Now CBS has joined the list. In its haste to get a hot story about President Bush's National Guard service on the air, the network, according to reporting by The Post's Howard Kurtz, Michael Dobbs and James V. Grimaldi, brushed aside serious warnings about supposed Guard documents expressed by its own outside experts. Such casualness in the face of concerns would be irresponsible whatever the subject; on such a fraught topic, about the president of the United States, and in the heat of a reelection campaign, it's hard to understand. When bloggers and then other media outlets quickly raised doubts about the documents' authenticity, CBS erred even more with a defensive, even pugilistic response. News anchor Dan Rather defiantly rejected calls for an internal inquiry, cast doubt on the motivations of those questioning the documents as "partisan political operatives" and, in an interview with the New York Observer, compared the episode with "the heat" CBS took "during the McCarthy time, during Vietnam, during civil rights, during Watergate."
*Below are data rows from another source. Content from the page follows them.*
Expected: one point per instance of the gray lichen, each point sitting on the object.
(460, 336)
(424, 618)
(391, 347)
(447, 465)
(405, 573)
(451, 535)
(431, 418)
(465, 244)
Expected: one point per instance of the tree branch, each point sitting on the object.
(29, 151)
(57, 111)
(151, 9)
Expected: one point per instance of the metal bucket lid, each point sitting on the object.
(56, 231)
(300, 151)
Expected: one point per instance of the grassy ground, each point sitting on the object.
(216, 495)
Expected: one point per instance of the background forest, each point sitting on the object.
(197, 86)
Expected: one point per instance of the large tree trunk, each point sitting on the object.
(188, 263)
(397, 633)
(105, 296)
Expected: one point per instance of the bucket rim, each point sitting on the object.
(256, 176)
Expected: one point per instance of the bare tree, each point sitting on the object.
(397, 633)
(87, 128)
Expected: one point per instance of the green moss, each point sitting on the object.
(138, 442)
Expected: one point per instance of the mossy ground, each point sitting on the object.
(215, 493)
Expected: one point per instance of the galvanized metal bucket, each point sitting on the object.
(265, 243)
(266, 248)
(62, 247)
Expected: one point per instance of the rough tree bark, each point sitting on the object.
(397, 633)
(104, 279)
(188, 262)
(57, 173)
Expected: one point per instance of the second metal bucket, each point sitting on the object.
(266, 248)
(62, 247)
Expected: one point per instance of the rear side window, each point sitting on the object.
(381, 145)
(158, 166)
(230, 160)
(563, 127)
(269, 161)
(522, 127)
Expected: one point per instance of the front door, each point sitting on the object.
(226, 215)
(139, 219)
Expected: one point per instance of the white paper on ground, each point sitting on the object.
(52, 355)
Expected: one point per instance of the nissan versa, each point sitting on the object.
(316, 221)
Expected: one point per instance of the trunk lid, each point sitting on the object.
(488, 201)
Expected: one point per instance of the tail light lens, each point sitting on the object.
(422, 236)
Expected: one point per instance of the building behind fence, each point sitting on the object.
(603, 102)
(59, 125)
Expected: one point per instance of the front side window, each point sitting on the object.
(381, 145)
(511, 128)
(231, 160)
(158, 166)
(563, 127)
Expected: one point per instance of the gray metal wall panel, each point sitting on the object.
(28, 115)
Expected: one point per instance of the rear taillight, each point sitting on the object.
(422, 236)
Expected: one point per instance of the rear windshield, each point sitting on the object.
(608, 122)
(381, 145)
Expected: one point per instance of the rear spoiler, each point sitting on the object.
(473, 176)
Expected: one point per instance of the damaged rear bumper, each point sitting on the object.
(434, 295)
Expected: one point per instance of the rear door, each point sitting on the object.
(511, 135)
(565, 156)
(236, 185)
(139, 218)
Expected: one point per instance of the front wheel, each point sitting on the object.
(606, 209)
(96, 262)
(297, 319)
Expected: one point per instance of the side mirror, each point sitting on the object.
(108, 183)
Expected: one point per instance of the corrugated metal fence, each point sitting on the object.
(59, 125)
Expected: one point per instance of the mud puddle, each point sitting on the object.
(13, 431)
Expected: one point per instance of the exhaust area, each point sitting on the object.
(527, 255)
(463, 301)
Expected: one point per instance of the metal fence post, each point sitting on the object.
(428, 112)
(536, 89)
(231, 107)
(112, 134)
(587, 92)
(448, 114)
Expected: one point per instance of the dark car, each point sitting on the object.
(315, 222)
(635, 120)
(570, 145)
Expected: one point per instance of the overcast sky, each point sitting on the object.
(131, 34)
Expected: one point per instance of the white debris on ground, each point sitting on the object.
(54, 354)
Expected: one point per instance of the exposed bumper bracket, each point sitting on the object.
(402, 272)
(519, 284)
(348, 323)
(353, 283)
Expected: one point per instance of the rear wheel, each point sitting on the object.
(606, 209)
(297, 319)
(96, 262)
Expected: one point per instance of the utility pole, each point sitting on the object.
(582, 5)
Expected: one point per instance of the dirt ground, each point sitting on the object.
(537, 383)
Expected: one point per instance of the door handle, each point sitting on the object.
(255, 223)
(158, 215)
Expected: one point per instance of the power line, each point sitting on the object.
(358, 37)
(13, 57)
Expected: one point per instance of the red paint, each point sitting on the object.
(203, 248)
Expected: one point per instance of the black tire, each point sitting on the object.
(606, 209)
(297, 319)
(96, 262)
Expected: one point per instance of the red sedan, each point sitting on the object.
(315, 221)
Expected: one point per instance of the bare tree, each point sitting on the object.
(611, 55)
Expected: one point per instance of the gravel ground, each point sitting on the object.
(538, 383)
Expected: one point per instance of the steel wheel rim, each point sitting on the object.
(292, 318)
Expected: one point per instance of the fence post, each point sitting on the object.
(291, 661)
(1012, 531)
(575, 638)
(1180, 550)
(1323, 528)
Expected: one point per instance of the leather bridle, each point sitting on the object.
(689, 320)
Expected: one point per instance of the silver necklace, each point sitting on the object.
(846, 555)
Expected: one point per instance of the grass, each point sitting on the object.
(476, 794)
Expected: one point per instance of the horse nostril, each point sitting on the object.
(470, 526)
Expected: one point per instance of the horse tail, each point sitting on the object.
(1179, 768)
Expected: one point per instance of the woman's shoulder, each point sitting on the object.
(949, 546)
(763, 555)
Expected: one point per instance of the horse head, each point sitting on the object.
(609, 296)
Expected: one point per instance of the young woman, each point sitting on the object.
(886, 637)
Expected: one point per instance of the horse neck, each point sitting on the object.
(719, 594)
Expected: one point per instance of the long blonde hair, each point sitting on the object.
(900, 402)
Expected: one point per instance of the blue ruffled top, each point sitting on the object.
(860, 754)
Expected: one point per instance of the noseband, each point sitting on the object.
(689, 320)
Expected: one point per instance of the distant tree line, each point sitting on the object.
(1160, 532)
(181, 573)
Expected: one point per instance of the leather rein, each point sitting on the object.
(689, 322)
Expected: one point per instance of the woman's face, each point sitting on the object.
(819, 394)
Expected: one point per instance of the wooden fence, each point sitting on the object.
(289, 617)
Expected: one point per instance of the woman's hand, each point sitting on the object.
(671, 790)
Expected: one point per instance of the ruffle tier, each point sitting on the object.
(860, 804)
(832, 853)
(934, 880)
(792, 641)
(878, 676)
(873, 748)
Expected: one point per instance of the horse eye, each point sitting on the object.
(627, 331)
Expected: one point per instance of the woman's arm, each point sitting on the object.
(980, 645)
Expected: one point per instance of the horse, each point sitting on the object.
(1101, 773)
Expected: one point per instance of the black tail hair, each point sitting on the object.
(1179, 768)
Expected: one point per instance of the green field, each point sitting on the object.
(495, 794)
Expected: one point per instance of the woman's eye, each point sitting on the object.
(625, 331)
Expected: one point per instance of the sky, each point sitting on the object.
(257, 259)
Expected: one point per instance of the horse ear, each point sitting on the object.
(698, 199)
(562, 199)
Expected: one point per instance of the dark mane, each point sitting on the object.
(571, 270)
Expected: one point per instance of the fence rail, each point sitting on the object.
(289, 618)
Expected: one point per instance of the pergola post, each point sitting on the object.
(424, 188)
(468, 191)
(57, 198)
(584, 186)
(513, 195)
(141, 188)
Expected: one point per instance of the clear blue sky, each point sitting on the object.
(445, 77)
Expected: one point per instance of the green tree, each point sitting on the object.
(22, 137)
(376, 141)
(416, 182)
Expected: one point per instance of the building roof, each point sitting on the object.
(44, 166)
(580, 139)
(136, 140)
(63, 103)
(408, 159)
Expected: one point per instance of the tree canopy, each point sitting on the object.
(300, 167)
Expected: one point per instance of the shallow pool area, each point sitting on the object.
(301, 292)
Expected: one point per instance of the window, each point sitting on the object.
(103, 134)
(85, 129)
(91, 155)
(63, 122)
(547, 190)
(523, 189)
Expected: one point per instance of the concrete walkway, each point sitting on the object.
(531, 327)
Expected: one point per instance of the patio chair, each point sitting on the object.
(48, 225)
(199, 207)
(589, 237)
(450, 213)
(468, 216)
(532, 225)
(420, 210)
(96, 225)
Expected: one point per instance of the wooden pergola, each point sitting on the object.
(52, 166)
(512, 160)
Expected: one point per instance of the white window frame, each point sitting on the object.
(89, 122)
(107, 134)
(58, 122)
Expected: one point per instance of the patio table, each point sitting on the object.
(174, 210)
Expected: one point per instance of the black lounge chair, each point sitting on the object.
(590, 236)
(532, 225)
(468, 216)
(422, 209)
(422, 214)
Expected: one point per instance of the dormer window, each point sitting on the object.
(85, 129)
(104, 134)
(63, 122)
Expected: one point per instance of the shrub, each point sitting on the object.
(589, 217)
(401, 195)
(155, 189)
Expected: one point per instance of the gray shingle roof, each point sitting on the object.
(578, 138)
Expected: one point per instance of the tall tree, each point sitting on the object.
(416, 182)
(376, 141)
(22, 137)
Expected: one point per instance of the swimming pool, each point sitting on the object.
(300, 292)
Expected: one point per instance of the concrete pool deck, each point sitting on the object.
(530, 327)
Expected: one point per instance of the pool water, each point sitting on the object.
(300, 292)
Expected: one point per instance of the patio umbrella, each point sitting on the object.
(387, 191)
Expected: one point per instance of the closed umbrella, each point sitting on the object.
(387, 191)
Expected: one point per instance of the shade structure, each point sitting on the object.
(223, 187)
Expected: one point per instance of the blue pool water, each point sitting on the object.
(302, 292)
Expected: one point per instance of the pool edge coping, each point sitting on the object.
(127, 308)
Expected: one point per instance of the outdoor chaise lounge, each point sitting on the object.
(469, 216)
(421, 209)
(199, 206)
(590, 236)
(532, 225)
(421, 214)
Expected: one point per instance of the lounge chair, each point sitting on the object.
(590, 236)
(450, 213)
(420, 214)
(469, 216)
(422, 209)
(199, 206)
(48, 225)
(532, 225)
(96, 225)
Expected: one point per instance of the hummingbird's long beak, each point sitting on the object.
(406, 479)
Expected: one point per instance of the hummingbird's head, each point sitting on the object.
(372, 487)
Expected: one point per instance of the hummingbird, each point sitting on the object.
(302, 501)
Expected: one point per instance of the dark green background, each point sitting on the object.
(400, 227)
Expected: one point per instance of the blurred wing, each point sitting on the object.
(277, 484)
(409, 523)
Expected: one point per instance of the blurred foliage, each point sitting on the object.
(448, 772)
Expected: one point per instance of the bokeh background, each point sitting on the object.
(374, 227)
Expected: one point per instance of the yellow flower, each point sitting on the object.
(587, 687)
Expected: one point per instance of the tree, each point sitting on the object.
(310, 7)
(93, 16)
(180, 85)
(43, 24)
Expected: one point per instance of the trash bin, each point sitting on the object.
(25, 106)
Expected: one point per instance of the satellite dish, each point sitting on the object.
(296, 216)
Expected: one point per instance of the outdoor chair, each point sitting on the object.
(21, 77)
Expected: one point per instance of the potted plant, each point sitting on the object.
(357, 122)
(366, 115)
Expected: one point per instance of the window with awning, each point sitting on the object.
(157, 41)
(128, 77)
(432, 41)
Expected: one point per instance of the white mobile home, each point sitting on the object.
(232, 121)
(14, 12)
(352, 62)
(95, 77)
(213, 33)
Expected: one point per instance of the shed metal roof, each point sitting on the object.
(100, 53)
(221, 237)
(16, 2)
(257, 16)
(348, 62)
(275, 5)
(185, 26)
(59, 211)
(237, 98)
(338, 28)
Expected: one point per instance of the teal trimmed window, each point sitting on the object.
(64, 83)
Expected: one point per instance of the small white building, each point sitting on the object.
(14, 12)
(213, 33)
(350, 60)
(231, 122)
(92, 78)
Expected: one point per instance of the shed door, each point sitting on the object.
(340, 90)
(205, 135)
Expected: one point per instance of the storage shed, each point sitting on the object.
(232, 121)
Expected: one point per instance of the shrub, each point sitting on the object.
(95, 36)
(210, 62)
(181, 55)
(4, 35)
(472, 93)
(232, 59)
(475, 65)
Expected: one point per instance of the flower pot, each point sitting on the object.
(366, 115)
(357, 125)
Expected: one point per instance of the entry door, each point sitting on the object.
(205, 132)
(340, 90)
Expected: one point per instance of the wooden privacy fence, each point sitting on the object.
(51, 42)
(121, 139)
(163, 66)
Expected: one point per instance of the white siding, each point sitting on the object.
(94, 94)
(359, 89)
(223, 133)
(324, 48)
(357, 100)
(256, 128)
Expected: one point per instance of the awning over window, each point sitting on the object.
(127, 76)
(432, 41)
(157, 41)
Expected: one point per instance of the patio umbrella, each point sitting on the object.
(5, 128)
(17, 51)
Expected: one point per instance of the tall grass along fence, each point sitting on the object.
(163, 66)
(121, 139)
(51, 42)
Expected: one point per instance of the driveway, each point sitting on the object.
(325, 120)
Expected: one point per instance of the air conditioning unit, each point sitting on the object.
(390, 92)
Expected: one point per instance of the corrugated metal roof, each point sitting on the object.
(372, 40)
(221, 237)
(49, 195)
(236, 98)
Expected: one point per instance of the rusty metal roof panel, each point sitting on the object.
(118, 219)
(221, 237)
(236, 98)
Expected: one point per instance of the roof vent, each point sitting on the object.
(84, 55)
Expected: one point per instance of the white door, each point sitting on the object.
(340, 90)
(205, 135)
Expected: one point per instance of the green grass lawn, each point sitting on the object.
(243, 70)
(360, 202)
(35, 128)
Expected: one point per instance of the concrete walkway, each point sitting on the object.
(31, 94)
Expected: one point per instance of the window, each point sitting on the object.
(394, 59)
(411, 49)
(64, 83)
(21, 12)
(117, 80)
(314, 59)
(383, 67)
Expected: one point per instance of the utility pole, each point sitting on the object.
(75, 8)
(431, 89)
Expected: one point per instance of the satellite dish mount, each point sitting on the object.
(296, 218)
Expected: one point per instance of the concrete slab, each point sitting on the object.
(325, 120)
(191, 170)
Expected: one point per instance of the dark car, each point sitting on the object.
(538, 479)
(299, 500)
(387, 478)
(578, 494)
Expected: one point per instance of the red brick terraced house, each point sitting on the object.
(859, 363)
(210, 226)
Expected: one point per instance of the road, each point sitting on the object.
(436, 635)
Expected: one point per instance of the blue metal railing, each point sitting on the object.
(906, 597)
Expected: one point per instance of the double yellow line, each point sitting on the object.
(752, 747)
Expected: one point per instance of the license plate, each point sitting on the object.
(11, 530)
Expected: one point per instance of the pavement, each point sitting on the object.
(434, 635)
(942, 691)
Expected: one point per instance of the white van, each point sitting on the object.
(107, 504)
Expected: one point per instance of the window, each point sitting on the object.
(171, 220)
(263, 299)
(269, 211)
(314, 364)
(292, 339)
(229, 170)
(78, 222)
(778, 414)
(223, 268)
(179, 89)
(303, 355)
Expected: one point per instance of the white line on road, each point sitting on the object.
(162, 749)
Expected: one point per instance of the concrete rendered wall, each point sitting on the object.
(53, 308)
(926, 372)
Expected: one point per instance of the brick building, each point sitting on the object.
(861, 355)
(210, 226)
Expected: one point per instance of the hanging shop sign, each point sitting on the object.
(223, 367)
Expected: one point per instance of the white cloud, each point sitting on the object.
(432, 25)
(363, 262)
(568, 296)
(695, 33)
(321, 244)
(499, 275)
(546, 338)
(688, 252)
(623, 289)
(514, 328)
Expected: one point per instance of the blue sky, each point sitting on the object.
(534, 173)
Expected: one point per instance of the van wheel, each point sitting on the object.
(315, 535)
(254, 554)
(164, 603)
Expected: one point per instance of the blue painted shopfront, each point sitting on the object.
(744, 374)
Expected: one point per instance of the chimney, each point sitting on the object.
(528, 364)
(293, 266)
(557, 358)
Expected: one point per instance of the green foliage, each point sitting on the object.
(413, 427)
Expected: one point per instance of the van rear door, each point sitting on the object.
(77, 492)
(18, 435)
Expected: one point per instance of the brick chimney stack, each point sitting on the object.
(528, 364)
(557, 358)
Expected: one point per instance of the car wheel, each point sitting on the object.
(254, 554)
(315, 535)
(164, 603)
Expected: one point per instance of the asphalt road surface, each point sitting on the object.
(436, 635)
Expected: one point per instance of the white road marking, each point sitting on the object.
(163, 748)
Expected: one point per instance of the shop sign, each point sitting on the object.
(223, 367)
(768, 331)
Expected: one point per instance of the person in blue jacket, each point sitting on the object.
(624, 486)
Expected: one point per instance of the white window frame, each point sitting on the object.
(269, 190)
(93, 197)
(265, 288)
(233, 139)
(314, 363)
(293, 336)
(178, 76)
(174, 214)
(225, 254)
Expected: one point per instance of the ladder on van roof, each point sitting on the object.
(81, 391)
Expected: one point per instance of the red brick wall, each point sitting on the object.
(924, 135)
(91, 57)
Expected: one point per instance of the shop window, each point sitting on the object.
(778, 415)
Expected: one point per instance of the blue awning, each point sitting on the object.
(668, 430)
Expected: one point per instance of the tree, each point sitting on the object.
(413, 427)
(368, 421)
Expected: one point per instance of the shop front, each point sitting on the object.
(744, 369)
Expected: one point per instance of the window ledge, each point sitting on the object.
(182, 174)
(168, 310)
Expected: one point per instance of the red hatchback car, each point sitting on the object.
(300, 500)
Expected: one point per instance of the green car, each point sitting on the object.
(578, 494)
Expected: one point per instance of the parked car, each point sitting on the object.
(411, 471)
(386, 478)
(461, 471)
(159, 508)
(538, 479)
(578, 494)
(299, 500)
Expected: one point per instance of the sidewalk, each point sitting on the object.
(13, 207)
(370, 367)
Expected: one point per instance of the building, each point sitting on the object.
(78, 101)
Now Mr. Rather and CBS News President Andrew Heyward have apologized and called for an outside review. That's to their credit, though it doesn't answer every question. The source of the apparently fraudulent documents remains unclear; the Bush campaign now insinuates that the John F. Kerry team may have been involved, while the Kerry camp says it wasn't. Meanwhile, we continue to entertain the notion that there are subjects more important in this presidential campaign than even Swift boats or the Alabama National Guard.